Tiny Weights #14402

vmg · 2023-10-31T13:37:52Z

Description

This is a new optimization pattern for the execution engine. The idea is to speed up comparison operations by embedding "tiny weights" inside sqltypes.Value during execution. A tiny weight is a 4-byte compressed form of the full weight string for the value (see: evalengine.TinyWeighter for a detailed description and implementation). Since we actually have 4 spare bytes inside sqltypes.Value, we can inject the weight there without increasing the allocation cost for our in-memory rows, and any further comparison operators will automatically make use of them. This makes e.g. sorting wildly more efficient, because most comparisons during the sort can be performed by comparing two uint32 integers, instead of doing a full collation-aware comparison.

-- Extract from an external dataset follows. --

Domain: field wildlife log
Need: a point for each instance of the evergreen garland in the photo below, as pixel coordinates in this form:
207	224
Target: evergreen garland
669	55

Of course, two tiny weight strings can collide (as they're essentially a lossy form of the weight string), but this is perfectly safe because we always fall back to a full comparison of the two values whenever their tiny weight strings are identical.

The arewefastyet benchmark results are not wildly impressive because OLTP is actually a pathological case for this example. The strings that OLTP uses in sort queries in the benchmark are all numerical strings, so their alphabet is very reduced (10 possible characters), making the 4 byte string collide quite often. The improvement on these OLTP Distinct-sorted queries is just 15%.

goos: linux
goarch: amd64
pkg: vitess.io/vitess/go/vt/vtgate/endtoend
cpu: 13th Gen Intel(R) Core(TM) i9-13900K
                       │ baseline.txt │          sha-2e689b2faf.txt          │
                       │    sec/op    │    sec/op     vs base                │
OLTP/DistinctRanges-16    565.4µ ± 6%   479.3µ ± 31%  -15.22% (p=0.000 n=10)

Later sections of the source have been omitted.